A bottle of Evian cost 10 euros.  (Lunch without the wine pairing, as mentioned, was 75 euros.)
Eiffel Tower Access via Jules Verne
As mentioned, having lunch (or dinner) at Jules Verne allows you to bypass the masses waiting to go up the Eiffel Tower.   There's a flight of stairs from the restaurant down to the upper level of the second level observation deck.  Thus, in effect, the cost to get to the second level of the Eiffel Tower can be deducted from the price of the meal.  (At the time of writing, June 2008, the cost of reaching the second level was 7.80 euros with the elevator and 4 euros with the stairs.)
For access to the top of the Eiffel Tower, there are ticket machines on the second floor that sell supplementary tickets (4.20 euros).  I noticed that there were machines that accepted coins or credit cards.  I couldn't get the machines that accepted coins to work, but after trying a few times, I got the machine that took credit cards to work.  At that time, the manned ticket counter also opened.

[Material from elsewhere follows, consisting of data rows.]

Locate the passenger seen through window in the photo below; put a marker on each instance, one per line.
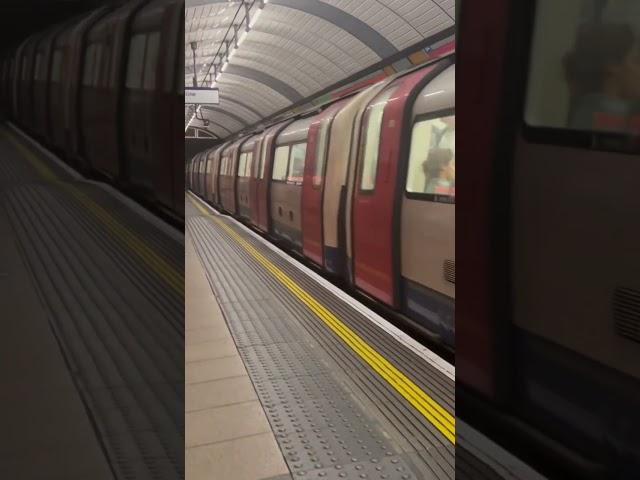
(432, 157)
(584, 69)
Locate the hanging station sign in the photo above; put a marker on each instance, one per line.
(201, 96)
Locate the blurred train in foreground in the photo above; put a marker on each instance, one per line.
(105, 90)
(548, 237)
(363, 187)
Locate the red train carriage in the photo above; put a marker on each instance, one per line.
(102, 88)
(246, 162)
(149, 86)
(80, 85)
(548, 354)
(359, 188)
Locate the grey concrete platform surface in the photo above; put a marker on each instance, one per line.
(92, 342)
(332, 414)
(224, 419)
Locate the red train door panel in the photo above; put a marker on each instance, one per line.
(312, 199)
(374, 194)
(264, 176)
(253, 182)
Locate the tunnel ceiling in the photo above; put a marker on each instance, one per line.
(294, 49)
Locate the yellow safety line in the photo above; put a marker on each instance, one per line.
(429, 408)
(164, 270)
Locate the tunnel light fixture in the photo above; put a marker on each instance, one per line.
(255, 19)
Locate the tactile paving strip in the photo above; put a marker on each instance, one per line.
(324, 427)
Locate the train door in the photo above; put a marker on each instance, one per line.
(313, 185)
(550, 290)
(254, 181)
(576, 172)
(374, 219)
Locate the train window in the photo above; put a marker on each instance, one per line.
(432, 158)
(321, 152)
(135, 63)
(97, 64)
(242, 165)
(584, 72)
(89, 64)
(296, 165)
(36, 70)
(281, 163)
(24, 67)
(372, 125)
(249, 164)
(151, 60)
(263, 157)
(56, 66)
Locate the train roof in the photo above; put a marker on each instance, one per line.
(438, 94)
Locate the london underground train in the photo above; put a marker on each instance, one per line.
(548, 238)
(364, 188)
(105, 90)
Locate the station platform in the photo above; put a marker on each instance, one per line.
(290, 377)
(92, 343)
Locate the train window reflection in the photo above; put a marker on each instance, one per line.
(296, 166)
(585, 66)
(280, 163)
(371, 141)
(432, 157)
(135, 62)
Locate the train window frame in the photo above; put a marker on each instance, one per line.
(275, 158)
(615, 142)
(381, 99)
(290, 163)
(423, 196)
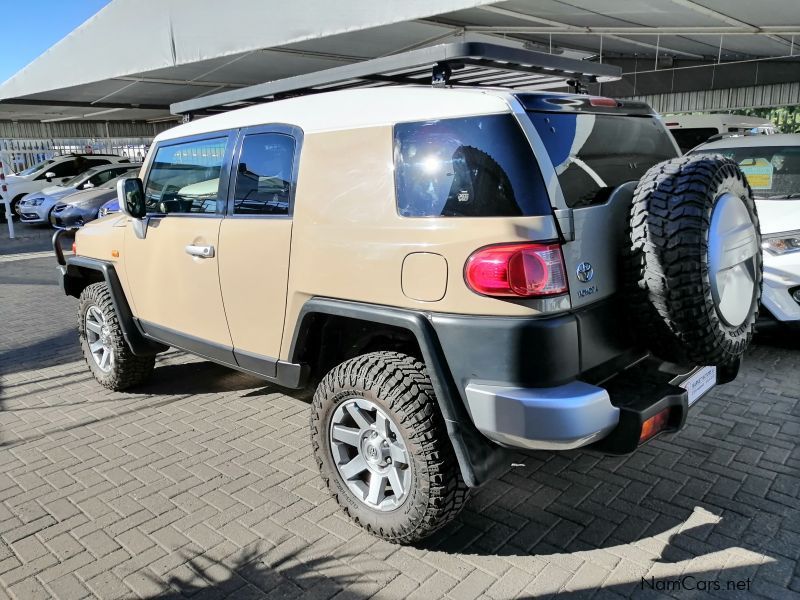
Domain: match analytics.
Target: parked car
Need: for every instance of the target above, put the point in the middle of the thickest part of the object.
(36, 207)
(442, 270)
(81, 207)
(692, 130)
(53, 171)
(772, 167)
(109, 207)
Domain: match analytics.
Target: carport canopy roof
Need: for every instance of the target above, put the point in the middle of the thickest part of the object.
(135, 58)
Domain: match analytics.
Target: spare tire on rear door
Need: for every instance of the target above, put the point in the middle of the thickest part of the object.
(694, 265)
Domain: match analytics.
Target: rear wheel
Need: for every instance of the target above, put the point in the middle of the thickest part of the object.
(382, 447)
(109, 358)
(695, 265)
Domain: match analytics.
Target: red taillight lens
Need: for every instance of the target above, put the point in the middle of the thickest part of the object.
(654, 424)
(520, 270)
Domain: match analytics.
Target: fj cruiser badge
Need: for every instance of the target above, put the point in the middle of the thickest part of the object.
(585, 272)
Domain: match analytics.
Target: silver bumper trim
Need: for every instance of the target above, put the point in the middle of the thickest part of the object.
(557, 418)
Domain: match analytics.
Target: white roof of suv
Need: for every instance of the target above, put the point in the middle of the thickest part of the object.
(745, 141)
(349, 109)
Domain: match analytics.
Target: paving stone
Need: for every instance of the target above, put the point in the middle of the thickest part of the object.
(202, 483)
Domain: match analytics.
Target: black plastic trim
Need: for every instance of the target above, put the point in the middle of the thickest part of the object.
(478, 458)
(288, 375)
(73, 283)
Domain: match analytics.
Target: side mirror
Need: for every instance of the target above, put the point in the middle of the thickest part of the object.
(130, 194)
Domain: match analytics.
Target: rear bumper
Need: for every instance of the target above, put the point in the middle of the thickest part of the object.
(559, 418)
(578, 414)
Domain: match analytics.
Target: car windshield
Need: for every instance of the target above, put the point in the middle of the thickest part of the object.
(772, 171)
(112, 183)
(81, 177)
(36, 167)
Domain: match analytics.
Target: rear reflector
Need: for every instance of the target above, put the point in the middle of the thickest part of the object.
(518, 270)
(654, 424)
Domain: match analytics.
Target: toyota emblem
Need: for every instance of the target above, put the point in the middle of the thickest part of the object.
(585, 272)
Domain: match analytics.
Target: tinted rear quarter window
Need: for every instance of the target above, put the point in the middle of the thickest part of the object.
(467, 167)
(594, 153)
(690, 137)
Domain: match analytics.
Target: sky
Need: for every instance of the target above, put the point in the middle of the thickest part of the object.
(30, 28)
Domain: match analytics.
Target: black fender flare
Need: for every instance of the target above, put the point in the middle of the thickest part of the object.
(478, 458)
(73, 282)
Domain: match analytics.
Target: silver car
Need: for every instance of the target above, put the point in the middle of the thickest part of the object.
(79, 208)
(36, 207)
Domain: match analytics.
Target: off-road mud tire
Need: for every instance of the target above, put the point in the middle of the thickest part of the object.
(667, 266)
(399, 385)
(127, 370)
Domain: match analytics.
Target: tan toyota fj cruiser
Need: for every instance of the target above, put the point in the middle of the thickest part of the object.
(456, 271)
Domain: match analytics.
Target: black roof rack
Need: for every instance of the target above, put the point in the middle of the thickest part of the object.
(472, 64)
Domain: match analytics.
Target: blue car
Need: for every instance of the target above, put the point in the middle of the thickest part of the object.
(109, 207)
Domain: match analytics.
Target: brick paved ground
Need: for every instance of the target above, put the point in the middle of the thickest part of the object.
(201, 484)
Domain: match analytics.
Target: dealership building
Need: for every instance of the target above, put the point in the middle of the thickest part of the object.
(140, 66)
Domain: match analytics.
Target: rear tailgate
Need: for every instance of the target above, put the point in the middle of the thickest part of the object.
(599, 148)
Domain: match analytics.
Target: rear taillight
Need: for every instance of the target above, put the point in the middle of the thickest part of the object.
(518, 270)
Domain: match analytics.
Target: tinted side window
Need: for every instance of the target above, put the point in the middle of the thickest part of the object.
(96, 162)
(264, 175)
(593, 154)
(108, 175)
(693, 136)
(184, 178)
(468, 167)
(68, 168)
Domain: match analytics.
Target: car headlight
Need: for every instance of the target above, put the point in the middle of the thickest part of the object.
(781, 244)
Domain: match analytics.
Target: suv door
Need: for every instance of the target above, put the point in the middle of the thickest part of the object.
(255, 240)
(172, 273)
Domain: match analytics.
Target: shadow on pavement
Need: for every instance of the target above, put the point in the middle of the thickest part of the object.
(251, 573)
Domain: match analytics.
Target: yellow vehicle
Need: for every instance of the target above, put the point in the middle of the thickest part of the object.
(443, 266)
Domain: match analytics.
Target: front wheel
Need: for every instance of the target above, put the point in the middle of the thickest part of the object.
(382, 448)
(109, 358)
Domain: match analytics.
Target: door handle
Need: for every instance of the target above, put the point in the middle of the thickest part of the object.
(200, 251)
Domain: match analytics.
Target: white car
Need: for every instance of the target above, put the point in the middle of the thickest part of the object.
(36, 207)
(53, 171)
(772, 167)
(692, 130)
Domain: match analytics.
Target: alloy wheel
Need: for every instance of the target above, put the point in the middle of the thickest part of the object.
(370, 454)
(98, 336)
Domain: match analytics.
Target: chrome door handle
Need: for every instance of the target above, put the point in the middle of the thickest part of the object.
(200, 251)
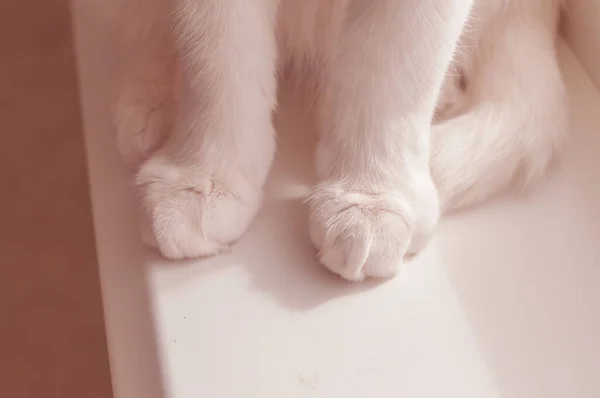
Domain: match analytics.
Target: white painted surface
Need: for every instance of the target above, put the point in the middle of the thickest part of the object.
(504, 303)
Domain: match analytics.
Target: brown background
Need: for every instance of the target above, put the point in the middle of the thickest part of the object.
(52, 341)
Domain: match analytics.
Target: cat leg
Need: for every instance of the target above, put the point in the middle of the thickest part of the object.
(145, 106)
(204, 186)
(376, 201)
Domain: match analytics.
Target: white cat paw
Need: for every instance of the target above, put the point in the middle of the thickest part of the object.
(193, 213)
(361, 234)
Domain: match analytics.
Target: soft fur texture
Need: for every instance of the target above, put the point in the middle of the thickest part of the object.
(195, 106)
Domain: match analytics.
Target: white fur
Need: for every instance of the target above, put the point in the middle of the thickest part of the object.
(378, 66)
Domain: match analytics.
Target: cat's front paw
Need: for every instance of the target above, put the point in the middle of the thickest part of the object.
(194, 212)
(361, 234)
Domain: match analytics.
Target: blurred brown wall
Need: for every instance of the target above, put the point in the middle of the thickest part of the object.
(52, 341)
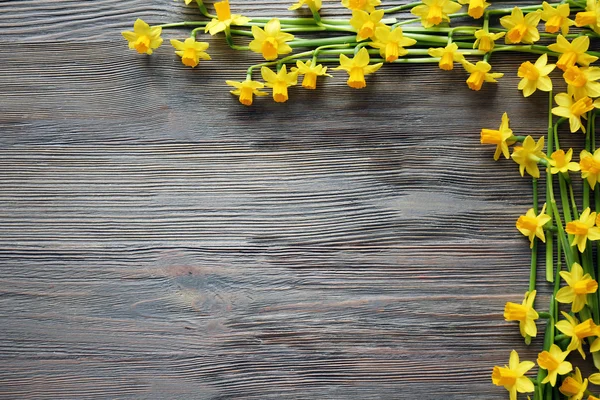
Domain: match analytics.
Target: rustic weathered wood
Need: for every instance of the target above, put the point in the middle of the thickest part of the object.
(159, 240)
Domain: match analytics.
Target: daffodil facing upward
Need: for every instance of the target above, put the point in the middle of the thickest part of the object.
(512, 376)
(574, 386)
(500, 137)
(532, 225)
(557, 18)
(590, 167)
(535, 76)
(270, 42)
(573, 110)
(365, 23)
(571, 327)
(486, 41)
(448, 55)
(572, 52)
(365, 5)
(553, 361)
(521, 28)
(524, 313)
(224, 19)
(579, 285)
(245, 90)
(144, 39)
(583, 229)
(528, 155)
(480, 73)
(190, 51)
(476, 7)
(391, 43)
(279, 81)
(357, 68)
(310, 72)
(561, 162)
(434, 12)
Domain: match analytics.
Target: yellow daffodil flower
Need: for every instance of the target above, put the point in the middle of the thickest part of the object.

We waited about 40 minutes to get up.  By the time we were done, the line was considerably shorter.
We felt that when viewed from the top of the Eiffel Tower (as compared to the second level), most buildings had more "depth."  In that sense, the wait to get to the top was very worthwhile.  At the top of the Tower, there's an observation deck outdoors, and there's also one indoors.

I was wondering if we had to buy a ticket to go down from the second floor since we used the private elevator for Jules Verne.  The answer was no. No one checked tickets on the way down.

The First Level of the Eiffel Tower
There's a post office on this level.
I think this must be where André Kertész (a well known Hungarian photographer who lived in Paris and New York City) snapped one of his famous photos.  See a sample of what I mean at the Photographers Gallery website.

Eiffel Tower Statistics
About 14 million visitors visited the Tower in 2006 and 2007.

The Tower is 324 m (823 ft) tall.  (By contrast, the Empire State Building is 443.2 m/1453 ft tall.)
The restaurant Jules Verne is at an altitude of 123 m.